Question] What is the overall goal of the dialect?
[Answer] The GEN dialect is aimed at extending the LLVM dialect with operations for exposing to the MLIR ecosystem selected Intel Xe ISA (codename GEN) assembly instructions such as the instruction used to do matrix multiplication with accumulation (i.e. DPAS).
[Question] What is the first implementation milestone?
[Answer] The first implementation milestone aims at providing operations to:
- query GPU properties such as threads ID, block ID, block and grid dimensions, etc…
- emit barrier and group shuffle operations
- emit instructions useful to access systolic array HW for matrix operations
[Question] How does it fit into the MLIR dialect ecosystem?
[Answer] The MLIR ecosystem contains the NVVM dialect, which extends the LLVM dialect to provide operations useful for programming NVIDIA GPUs, and the ROCDL dialect which extends the LLVM dialect in a similar way and provides operations for programming AMD GPUs. The GEN dialect is positioned at the same hierarchical level as the NVVM and ROCDL dialects and provide similar functionality for programing Intel GPUs.
[Question] Connection: how does it connect to the existing dialects in a compilation pipeline(s)?
[Answer] The GEN dialect complements the LLVM dialect to provide the ability to generate instructions for accessing Intel GPUs (just like NVVM/ROCDL dialects extend the LLVM dialect to provide access to instructions for NVIDIA/AMD GPUs).
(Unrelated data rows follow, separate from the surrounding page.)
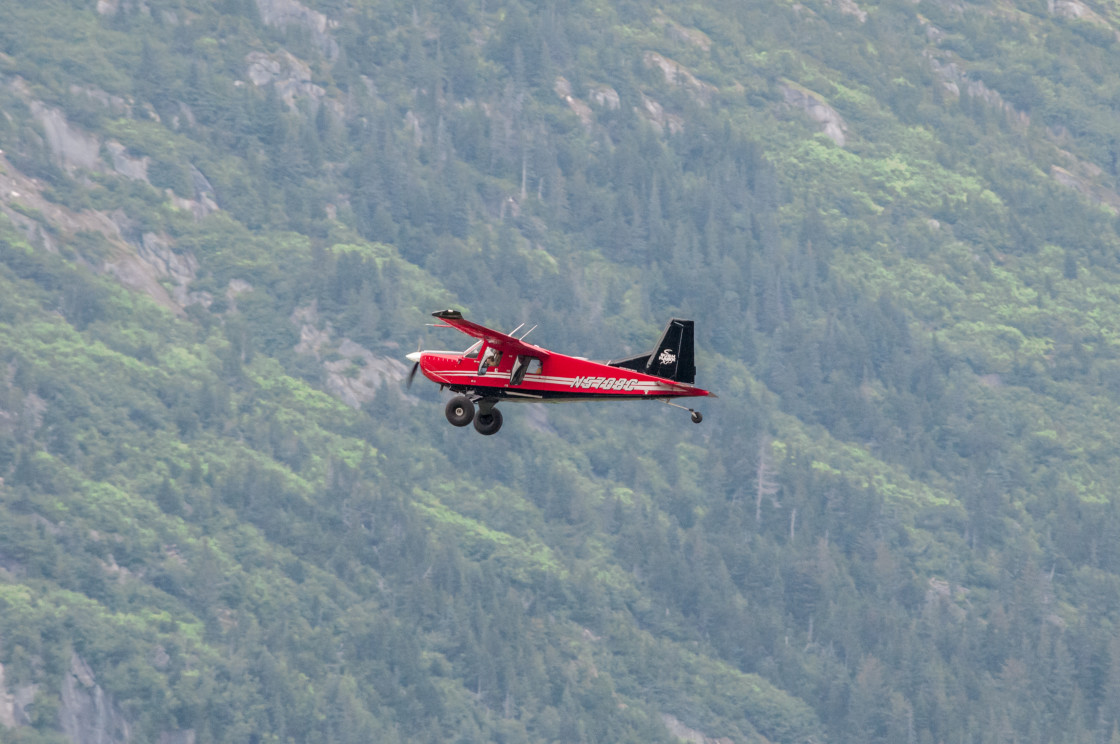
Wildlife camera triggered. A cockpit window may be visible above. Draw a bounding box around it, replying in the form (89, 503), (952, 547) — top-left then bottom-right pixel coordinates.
(463, 340), (482, 359)
(478, 346), (502, 374)
(480, 348), (501, 368)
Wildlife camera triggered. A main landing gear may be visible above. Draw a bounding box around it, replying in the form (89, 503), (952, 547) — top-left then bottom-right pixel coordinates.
(445, 396), (475, 427)
(473, 408), (503, 436)
(444, 395), (503, 435)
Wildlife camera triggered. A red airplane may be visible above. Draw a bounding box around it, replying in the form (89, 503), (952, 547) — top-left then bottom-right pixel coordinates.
(406, 310), (714, 435)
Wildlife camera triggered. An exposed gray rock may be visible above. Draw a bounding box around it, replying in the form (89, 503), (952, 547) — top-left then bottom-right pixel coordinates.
(923, 51), (1030, 127)
(0, 662), (39, 729)
(254, 0), (339, 59)
(651, 12), (713, 51)
(223, 278), (253, 313)
(59, 652), (131, 744)
(245, 50), (340, 117)
(588, 85), (620, 110)
(292, 303), (412, 408)
(642, 52), (716, 106)
(1051, 165), (1120, 214)
(158, 731), (195, 744)
(325, 339), (411, 409)
(96, 0), (150, 15)
(554, 77), (593, 127)
(781, 84), (848, 147)
(1048, 0), (1113, 26)
(0, 112), (210, 313)
(636, 95), (684, 135)
(104, 227), (204, 314)
(168, 165), (219, 220)
(30, 101), (101, 172)
(68, 85), (133, 118)
(404, 110), (424, 148)
(104, 142), (149, 183)
(24, 96), (152, 185)
(660, 713), (733, 744)
(822, 0), (868, 22)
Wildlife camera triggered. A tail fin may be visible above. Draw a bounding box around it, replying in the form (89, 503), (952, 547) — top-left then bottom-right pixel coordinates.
(608, 319), (696, 384)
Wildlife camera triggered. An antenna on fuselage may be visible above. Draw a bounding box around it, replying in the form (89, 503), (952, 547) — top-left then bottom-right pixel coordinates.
(519, 325), (537, 341)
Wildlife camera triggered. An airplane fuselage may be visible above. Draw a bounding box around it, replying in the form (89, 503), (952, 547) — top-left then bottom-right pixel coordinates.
(416, 346), (711, 402)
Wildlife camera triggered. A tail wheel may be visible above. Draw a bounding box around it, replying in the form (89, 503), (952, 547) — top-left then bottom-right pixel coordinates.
(445, 395), (475, 426)
(690, 411), (703, 424)
(473, 408), (503, 435)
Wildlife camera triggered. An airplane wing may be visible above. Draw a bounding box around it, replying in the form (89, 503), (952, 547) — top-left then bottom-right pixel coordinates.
(432, 310), (551, 358)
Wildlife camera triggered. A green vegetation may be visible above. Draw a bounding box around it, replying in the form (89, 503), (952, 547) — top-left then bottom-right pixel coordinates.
(4, 0), (1120, 741)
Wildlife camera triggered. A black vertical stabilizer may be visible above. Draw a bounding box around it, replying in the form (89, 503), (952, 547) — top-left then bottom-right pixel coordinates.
(646, 319), (695, 383)
(607, 319), (696, 384)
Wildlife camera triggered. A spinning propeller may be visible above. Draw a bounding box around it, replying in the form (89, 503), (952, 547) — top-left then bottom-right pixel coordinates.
(406, 341), (422, 388)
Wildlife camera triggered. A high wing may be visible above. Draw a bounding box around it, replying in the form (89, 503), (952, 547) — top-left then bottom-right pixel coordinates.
(431, 309), (551, 359)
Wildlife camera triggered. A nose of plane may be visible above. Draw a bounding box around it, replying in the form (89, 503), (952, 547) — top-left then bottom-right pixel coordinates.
(406, 351), (422, 363)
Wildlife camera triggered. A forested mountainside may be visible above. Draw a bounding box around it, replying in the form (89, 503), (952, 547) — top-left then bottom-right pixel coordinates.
(4, 0), (1120, 742)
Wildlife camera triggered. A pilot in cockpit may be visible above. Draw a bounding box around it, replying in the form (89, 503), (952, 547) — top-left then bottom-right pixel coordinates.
(479, 346), (501, 373)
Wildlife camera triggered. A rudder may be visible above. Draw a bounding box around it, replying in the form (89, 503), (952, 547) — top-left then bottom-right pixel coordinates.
(608, 319), (696, 384)
(647, 319), (695, 383)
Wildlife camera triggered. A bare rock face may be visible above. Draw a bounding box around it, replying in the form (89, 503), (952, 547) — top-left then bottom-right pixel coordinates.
(325, 339), (412, 409)
(822, 0), (868, 22)
(0, 101), (208, 316)
(651, 13), (713, 51)
(30, 101), (102, 173)
(246, 50), (340, 118)
(29, 99), (154, 182)
(923, 51), (1029, 127)
(292, 303), (411, 408)
(1048, 0), (1114, 27)
(554, 77), (593, 127)
(642, 52), (717, 106)
(7, 80), (217, 220)
(636, 95), (684, 135)
(0, 662), (39, 729)
(103, 219), (206, 314)
(588, 85), (620, 110)
(59, 652), (131, 744)
(781, 84), (848, 147)
(1051, 165), (1120, 214)
(104, 142), (149, 183)
(660, 713), (734, 744)
(254, 0), (339, 59)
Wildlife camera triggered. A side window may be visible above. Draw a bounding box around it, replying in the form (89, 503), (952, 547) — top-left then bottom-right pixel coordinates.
(463, 340), (482, 359)
(510, 356), (542, 385)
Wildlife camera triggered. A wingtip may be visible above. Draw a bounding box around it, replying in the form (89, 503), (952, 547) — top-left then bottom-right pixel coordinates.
(432, 309), (463, 320)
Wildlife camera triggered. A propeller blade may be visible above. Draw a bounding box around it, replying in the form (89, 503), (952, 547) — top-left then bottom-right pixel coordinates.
(406, 339), (422, 388)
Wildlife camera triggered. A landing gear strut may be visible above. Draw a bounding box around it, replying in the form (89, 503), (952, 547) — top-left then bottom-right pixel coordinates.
(661, 398), (704, 424)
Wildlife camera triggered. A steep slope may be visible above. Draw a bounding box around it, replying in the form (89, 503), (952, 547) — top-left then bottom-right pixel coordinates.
(3, 0), (1120, 743)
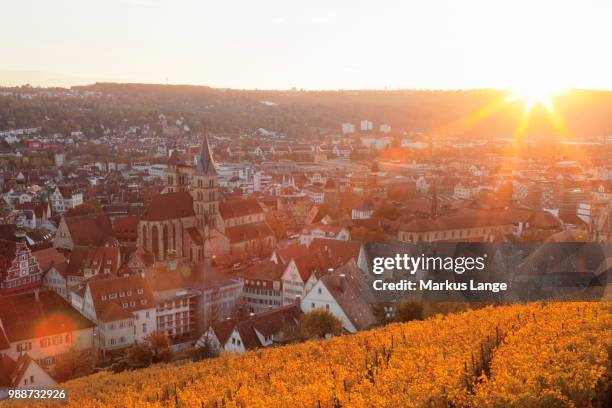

Higher level dialects, such as the GPU dialect, can lower certain operations to the GEN dialect. For example, the GPU dialect can convert gpu::ThreadIdOp to GEN::TheadIdOp.
Also, we envision that the XeGPU dialect(link) will implement a lowering path to the GEN dialect.
[Question] Consolidation: is there already a dialect with a similar goal or matching abstractions; if so, can it be improved instead of adding a new one?
[Answer] There is no other dialect in MLIR fitting this goal.
[Question] Reuse: how does it generalize to similar but slightly different use cases?
[Answer] Over time the GEN dialect can be expanded to include more operations exposing Xe ISA instructions.
[Question] What is the community of users that it is serving?
[Answer] The GEN dialect serves open source communities who aspire to build high-performance applications using the MLIR infrastructure on Intel GPUs.
[Question] Who are the future contributors/maintainers beyond those who propose the dialect?
[Answer] Intel engineers would mainly maintain it. For example whitneywhtsang (Whitney Tsang) (github.com), pengtu (Peng Tu) (github.com) and others.